Kiedy dziecko nie musi siedzieć w foteliku? Są trzy wyjątki

Na tym tak naprawdę treść tego tekstu można byłoby zakończyć. Ja tego jednak nie zrobię. I powód jest dość dobry, bo przepisy przewidują aż trzy wyjątki od powyższych reguł. Jak one wyglądają?

  • Kierowca może przewozić na tylnych fotelach dziecko zapięte wyłącznie pasami, nawet wtedy gdy nie ma ono 150 cm wzrostu. Muszą zostać spełnione jednak dwa wymogi. Dziecko musi mieć minimum 135 cm wzrostu, a do tego z uwagi na masę i wzrost dziecka nie jest możliwe zapewnienie fotelika bezpieczeństwa.
  • Kierowca może przewozić na tylnych fotelach dziecko zapięte wyłącznie pasami, w sytuacji w której na tylnej kanapie siedzi troje dzieci i nie da się zamontować trzech fotelików.
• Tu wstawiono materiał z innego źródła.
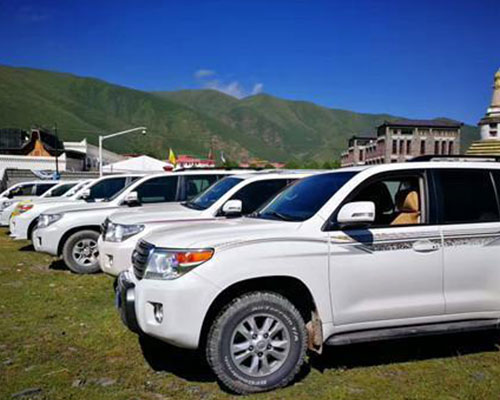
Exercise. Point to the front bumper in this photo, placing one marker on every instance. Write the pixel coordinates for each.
(46, 240)
(5, 216)
(115, 257)
(18, 227)
(184, 303)
(125, 301)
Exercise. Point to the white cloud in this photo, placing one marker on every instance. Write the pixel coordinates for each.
(258, 88)
(204, 73)
(208, 80)
(233, 88)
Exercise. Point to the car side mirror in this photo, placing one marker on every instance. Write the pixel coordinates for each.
(132, 199)
(232, 208)
(85, 194)
(356, 214)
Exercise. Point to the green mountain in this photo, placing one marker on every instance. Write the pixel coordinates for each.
(189, 121)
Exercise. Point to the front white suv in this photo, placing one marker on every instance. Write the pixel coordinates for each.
(341, 257)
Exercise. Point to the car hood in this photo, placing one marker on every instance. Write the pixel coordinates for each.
(220, 233)
(170, 212)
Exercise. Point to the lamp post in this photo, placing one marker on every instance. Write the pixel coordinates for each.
(102, 138)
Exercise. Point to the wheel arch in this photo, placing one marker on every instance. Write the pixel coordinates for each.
(71, 231)
(292, 288)
(32, 227)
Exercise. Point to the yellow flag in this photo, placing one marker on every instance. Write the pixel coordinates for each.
(171, 157)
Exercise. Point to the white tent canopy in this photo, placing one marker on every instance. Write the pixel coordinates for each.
(137, 164)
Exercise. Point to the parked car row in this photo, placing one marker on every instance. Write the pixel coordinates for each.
(255, 269)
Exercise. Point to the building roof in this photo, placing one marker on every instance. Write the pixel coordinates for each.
(433, 123)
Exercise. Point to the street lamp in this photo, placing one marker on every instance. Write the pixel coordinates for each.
(102, 138)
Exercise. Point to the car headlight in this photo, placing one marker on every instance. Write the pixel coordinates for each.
(168, 264)
(119, 232)
(48, 219)
(6, 204)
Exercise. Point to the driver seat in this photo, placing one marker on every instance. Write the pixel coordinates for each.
(408, 207)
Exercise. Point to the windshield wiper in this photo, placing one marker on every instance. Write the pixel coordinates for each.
(281, 216)
(192, 205)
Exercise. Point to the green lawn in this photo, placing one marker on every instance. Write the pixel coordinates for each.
(60, 334)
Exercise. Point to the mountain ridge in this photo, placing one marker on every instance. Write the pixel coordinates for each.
(189, 121)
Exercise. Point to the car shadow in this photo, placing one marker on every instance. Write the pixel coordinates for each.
(58, 265)
(187, 364)
(28, 247)
(405, 350)
(192, 366)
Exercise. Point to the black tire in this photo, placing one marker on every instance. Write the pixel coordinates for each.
(222, 342)
(73, 243)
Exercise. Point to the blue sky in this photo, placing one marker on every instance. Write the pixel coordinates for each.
(418, 59)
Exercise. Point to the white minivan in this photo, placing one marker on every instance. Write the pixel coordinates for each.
(355, 255)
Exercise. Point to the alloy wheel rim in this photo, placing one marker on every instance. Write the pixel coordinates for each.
(260, 345)
(85, 252)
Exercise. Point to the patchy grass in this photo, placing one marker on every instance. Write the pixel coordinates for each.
(60, 334)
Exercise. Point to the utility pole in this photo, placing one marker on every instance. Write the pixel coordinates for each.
(57, 148)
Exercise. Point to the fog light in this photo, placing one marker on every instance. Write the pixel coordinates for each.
(158, 312)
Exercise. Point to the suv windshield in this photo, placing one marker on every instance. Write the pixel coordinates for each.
(212, 194)
(303, 199)
(60, 190)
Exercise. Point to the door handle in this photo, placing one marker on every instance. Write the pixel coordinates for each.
(425, 246)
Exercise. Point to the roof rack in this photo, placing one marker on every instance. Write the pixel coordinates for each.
(459, 157)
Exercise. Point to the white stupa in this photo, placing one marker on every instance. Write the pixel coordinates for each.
(490, 126)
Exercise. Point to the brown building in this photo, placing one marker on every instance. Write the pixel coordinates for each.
(399, 141)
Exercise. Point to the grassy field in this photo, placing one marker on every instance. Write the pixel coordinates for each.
(61, 338)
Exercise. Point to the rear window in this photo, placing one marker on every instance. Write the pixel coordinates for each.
(158, 190)
(465, 196)
(105, 189)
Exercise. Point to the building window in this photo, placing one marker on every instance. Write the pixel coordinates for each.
(422, 147)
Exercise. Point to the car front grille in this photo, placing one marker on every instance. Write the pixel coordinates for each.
(140, 258)
(104, 226)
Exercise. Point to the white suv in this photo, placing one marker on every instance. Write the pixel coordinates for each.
(21, 192)
(232, 197)
(341, 257)
(72, 230)
(22, 226)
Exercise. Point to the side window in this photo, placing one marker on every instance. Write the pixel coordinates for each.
(107, 188)
(255, 194)
(158, 190)
(195, 184)
(24, 190)
(41, 188)
(398, 200)
(465, 196)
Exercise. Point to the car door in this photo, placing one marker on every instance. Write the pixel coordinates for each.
(158, 190)
(469, 213)
(391, 270)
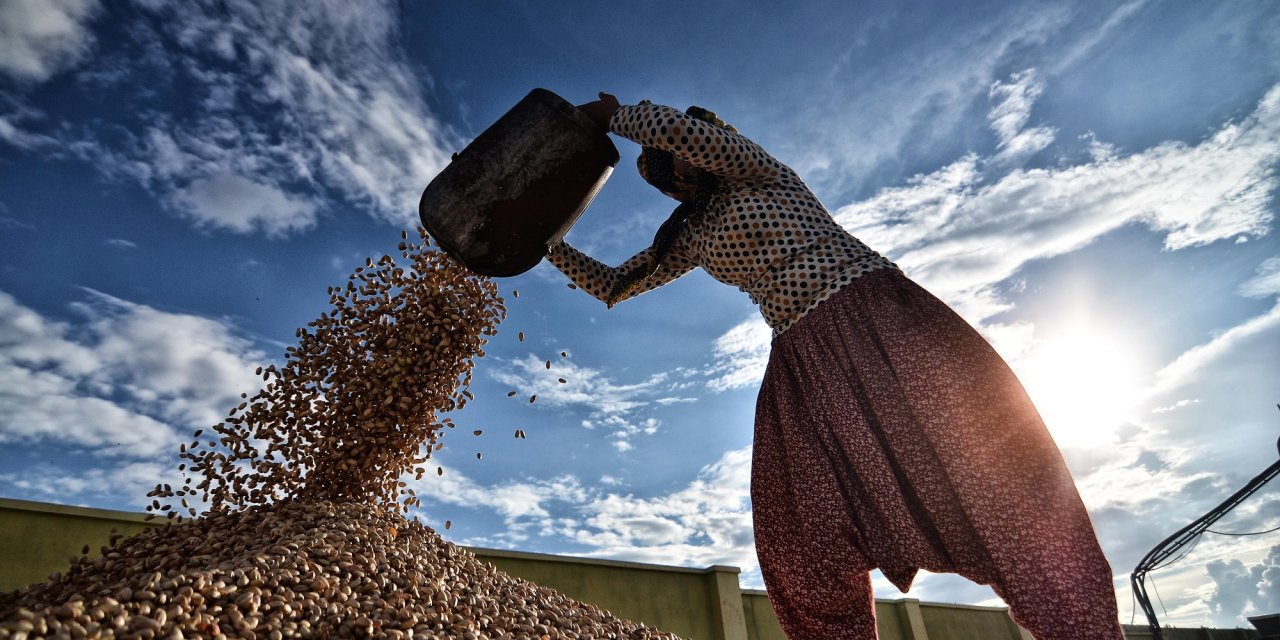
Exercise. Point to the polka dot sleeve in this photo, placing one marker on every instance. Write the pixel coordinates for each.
(598, 279)
(709, 147)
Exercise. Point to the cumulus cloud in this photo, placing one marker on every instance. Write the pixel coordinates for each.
(961, 236)
(42, 37)
(1242, 590)
(120, 382)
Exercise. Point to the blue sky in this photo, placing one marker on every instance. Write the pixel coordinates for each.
(1092, 184)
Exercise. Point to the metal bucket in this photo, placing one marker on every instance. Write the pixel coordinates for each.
(519, 187)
Dziecko zapięte pasami musi mieć jednak co najmniej 3 lata.
  • Dziecko można przewozić bez fotelika w sytuacji, w której dziecko ma zaświadczenie lekarskie o przeciwwskazaniu do przewożenia w foteliku bezpieczeństwa lub innym urządzeniu przytrzymującym. Zaświadczenie lekarskie powinno zawierać imię i nazwisko dziecka, numer PESEL, okres ważności i znak graficzny.

Mandat za przewożenie dziecka bez fotelika

Bezpieczeństwo powinno być podstawową motywacją dla kierowcy w czasie dbania o młodocianych pasażerów. Kolejną może być mandat. W sytuacji, w której funkcjonariusze zauważą przewożenie dziecka bez fotelika, zatrzymają pojazd do kontroli drogowej. Jej skutkiem będzie 150-złotowy mandat. I choć kwota nie brzmi przerażająco, dużo większym problemem jest ilość punktów karnych. Bo wykroczenie oznacza dopisanie do konta kierowcy aż 6 punktów!